Terapi kanker payudara kini lebih mengutamakan de-eskalasi pengobatan untuk mengurangi efek samping. Pendekatan ini mencakup penghilangan kemoterapi di beberapa situasi, penggunaan genetik pemantauan respon, dan pengurangan laut pengobatan berdasarkan hasil tes. Pendekatan baru ini didasarkan pada kolaborasi multidisiplin antara berbagai spesialis.
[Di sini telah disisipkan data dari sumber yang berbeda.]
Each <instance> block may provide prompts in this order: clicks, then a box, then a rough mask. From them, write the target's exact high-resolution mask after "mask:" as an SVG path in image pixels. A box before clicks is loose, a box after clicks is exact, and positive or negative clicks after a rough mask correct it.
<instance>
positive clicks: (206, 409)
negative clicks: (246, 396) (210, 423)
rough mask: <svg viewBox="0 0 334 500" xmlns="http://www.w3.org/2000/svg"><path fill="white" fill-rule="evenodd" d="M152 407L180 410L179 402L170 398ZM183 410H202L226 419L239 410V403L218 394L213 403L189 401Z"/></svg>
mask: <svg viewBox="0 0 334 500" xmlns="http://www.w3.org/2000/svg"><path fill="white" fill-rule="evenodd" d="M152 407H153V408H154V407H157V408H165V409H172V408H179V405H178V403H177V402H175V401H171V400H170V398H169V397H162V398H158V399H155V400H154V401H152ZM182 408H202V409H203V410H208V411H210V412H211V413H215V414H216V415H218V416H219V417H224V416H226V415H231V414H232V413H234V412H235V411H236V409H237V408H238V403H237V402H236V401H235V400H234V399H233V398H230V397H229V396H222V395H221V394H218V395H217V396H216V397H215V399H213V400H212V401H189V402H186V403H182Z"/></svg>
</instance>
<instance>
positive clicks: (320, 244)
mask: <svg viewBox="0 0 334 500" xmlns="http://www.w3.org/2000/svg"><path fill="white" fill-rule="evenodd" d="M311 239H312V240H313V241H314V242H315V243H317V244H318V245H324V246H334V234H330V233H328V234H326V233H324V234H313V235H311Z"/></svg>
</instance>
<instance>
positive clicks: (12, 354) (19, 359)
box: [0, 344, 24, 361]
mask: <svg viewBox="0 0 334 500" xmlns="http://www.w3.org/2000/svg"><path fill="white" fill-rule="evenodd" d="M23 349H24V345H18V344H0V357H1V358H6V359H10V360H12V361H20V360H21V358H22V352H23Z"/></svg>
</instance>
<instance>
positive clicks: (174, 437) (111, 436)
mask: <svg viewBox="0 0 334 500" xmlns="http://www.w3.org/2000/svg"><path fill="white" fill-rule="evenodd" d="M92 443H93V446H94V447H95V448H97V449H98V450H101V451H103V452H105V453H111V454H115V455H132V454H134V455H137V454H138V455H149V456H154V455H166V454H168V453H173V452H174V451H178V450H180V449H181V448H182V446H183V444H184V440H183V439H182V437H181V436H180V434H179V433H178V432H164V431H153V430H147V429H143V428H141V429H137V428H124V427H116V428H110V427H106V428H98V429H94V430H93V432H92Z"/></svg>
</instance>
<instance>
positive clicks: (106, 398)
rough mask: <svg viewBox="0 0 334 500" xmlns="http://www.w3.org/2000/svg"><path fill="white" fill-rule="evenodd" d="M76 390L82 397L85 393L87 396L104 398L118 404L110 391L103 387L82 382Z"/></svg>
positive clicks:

Terapis kanker payudara kini berupaya untuk meredakan jumlah aplikasi pengobatan yang berpotensi beracun dengan menggandeng pendekatan multidisiplin. Ahli onkologi Azka Ali, MD, menekankan pentingnya kolaborasi dalam memutuskan de-eskalasi terapi, yang mencakup penentuan jenis radiasi, manajemen bedah aksila, dan pengobatan sistemik yang tepat.
Berdasarkan penelitian terbaru, ada beberapa situasi di mana terapi dapat diturunkan. Pertama, kemoterapi untuk kanker payudara reseptor hormon positif dan HER2 negatif dapat dipenuhi dengan tes genetik yang menunjukkan tak perlunya kemoterapi. Kedua, untuk kanker HER2 positif, regimensi kemoterapi berat kini bisa dihindari dengan penggunaan blok HER2 ganda, menggantikan kemoterapi berat yang berisiko efek jangka panjang.
Ketiga, strategi pemantauan respons melalui PET dalam penelitian PHERgain menunjukkan beberapa pasien HER2-positive dapat menghindari kemoterapi jika mereka bereaksi baik terhadap terapis translatif. Keempat, untuk kanker payudara metastatik stadium 4, satu agen kemoterapi sering kali sudah cukup efektif, meminimalkan risiko toksisitas. Terakhir, terapi endokrin bisa dipersingkat berdasarkan hasil tes yang menunjukkan manfaat terapi panjang.
De-eskalasi terapi kanker payudara merupakan pendekatan yang berpotensi mengurangi efek samping tanpa mengorbankan efektivitas pengobatan. Dengan strategi ini, dokter dapat mengurangi kemoterapi bagi pasien kanker tertentu, mengubah praktik lama yang cenderung lebih agresif, dan memfokuskan pada kolaborasi multidisiplin dalam penanganan pasien.